EHR Adoption Will Be Slowed Significantly by HITECH

I recently posted what I think is a relatively reasonable timeline for EHR adoption. It’s very broad, but I think that most doctors could use it as a reasonable estimate of how long it will take to implement an EHR or EMR in their clinic.

Of course, the above EHR implementation timeline doesn’t start until a doctor or clinic makes the decision to actually implement an EHR in their clinic. Unfortunately, I’m afraid that HITECH is going to dramatically delay many doctor’s decision to implement an EHR.

The HITECH act just gave doctors who were on the fence about implementing an EMR will now have a bunch of great excuses why they should wait longer to implement an EMR:

  • We need to know what certification criteria is chosen by HHS
  • How will HHS define meaningful use? Will we even be able to show that?
  • Will our preferred EHR be able to satisfy the HITECH act reporting requirements?
  • Let’s wait to see what open source EHR HHS gives away

I’m sure there are other reasons. While I’d usually say that these were just excuses for people who don’t want to use an EHR, I actually think this is probably the best plan for those looking to implement an EHR. I don’t think I’d be signing any contracts with a vendor right now. Unless I didn’t care about getting the EHR stimulus (which might actually be a good line of thinking).
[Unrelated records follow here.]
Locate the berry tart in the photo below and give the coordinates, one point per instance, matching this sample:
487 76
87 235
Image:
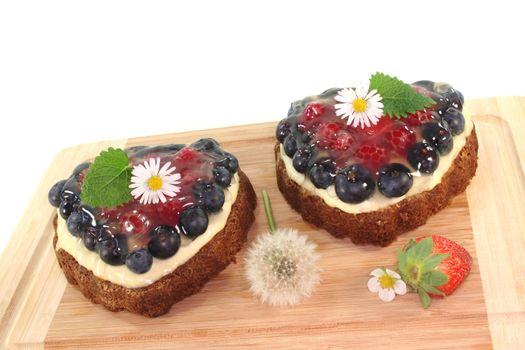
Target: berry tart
143 228
377 160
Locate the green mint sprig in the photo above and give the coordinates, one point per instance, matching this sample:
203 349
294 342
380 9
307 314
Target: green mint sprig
399 98
107 181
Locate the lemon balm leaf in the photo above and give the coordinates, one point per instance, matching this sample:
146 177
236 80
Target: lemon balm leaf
106 183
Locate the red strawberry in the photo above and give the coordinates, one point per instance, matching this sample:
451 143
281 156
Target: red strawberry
420 117
169 211
400 137
136 221
326 136
433 266
313 111
373 155
187 154
344 141
381 125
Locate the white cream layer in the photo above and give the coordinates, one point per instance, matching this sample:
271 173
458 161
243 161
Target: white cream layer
422 182
121 274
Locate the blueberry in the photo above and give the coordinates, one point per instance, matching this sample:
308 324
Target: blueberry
68 205
193 222
455 120
229 162
55 193
426 84
439 135
80 220
207 195
71 188
89 237
207 144
301 159
139 261
394 180
222 176
354 184
164 241
113 250
283 129
290 145
322 173
423 157
455 98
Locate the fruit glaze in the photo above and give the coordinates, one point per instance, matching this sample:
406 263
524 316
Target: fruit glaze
135 244
365 169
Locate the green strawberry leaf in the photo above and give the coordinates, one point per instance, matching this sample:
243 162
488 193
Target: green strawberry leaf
424 297
107 181
399 99
434 278
433 261
423 248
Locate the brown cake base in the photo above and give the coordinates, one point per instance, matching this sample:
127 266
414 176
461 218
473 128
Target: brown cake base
157 298
381 227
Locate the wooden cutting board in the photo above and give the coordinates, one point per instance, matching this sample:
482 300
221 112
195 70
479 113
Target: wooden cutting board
39 309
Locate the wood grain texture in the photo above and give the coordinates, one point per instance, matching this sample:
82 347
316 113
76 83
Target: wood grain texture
38 309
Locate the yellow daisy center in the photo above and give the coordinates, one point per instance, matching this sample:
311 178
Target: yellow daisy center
359 105
155 183
386 281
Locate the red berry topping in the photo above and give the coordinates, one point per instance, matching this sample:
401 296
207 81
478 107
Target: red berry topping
373 155
187 154
400 137
376 129
313 111
420 117
169 211
136 221
344 141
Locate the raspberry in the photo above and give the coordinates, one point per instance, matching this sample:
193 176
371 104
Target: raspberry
372 155
344 141
327 135
381 125
135 222
400 137
313 111
169 211
187 154
420 117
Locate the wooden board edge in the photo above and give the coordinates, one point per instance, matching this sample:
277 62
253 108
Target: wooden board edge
502 287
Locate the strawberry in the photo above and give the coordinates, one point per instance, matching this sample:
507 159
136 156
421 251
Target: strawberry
169 211
433 266
400 137
313 111
373 155
376 129
420 117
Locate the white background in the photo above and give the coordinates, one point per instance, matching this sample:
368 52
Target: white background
74 72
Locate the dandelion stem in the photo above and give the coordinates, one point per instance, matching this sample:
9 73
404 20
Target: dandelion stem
268 211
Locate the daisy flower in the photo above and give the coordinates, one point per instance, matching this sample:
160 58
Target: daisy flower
387 284
361 106
152 183
281 265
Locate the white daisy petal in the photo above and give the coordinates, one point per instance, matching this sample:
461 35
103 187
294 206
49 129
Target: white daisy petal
387 294
141 175
393 274
377 272
373 285
400 287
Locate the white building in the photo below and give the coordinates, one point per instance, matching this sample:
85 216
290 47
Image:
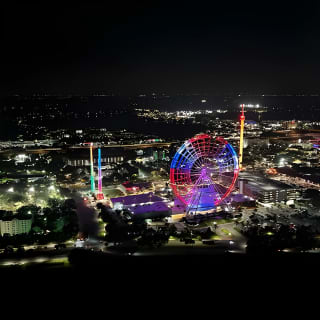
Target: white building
15 226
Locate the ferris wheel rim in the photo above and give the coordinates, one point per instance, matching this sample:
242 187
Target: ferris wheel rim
182 164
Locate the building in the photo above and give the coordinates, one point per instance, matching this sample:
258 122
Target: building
146 205
15 226
81 158
266 190
131 187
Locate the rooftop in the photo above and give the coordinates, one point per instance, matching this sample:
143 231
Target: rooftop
137 199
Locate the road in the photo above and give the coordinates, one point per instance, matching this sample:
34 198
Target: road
126 146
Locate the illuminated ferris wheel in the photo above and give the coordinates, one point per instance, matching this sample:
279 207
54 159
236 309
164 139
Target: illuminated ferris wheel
203 172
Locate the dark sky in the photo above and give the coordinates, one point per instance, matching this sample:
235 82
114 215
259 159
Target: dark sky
155 46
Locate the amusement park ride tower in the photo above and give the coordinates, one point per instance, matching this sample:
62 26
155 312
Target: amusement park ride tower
99 194
242 118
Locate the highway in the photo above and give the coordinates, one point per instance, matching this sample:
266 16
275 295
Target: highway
125 146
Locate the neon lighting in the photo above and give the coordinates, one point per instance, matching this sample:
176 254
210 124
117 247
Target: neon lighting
242 118
203 172
100 194
91 169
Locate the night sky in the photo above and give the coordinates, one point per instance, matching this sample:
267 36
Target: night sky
185 47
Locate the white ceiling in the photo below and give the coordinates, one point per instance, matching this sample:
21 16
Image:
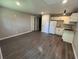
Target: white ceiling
38 6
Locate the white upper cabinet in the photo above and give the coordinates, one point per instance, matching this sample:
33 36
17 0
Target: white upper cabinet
74 17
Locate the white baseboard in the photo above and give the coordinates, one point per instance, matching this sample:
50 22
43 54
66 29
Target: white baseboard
74 51
15 35
1 57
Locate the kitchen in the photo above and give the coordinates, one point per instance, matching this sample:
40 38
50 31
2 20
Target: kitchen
60 25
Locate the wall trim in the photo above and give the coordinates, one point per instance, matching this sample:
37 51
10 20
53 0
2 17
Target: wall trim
74 51
15 35
1 57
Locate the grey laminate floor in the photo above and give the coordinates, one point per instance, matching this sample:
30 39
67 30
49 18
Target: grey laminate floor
36 45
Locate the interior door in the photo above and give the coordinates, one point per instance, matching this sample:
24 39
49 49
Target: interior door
52 28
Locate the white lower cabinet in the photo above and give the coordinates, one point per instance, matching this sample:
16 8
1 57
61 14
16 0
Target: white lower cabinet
68 36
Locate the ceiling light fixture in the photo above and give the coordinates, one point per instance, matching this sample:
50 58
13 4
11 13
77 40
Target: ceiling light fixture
18 3
64 1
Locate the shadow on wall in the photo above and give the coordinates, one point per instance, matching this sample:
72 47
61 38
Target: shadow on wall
1 57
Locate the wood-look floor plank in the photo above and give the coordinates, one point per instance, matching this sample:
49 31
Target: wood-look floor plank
36 45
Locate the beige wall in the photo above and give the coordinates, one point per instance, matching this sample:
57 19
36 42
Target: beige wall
13 22
75 42
65 18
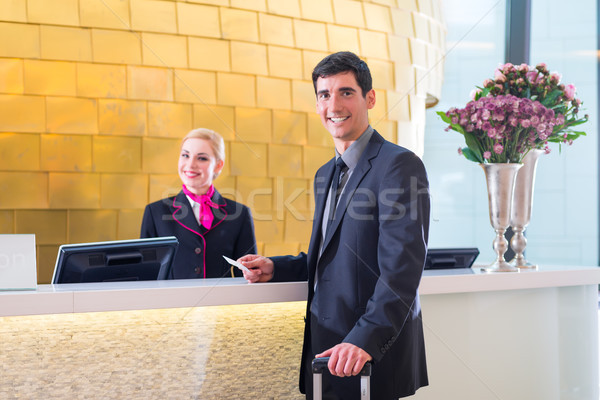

What shouldn’t be delayed is the evaluation of the various EHR on the market today. In fact, I highly suggest this evaluation takes place before HHS defines the above items. EHR stimulus money should not be a major factor in your EHR selection process, but instead should be an added side benefit or a tie breaker for 2 equally great EHR companies.

Certainly some will argue that some doctors will be motivated by the HITECH act to implement an EHR quickly in order to receive the EHR stimulus that begins in 2011. Doctors who can’t show meaningful EHR use by 2011 could possibly miss out on the medicaid and medicare bonuses. I just honestly don’t think that most doctors will care that much about it.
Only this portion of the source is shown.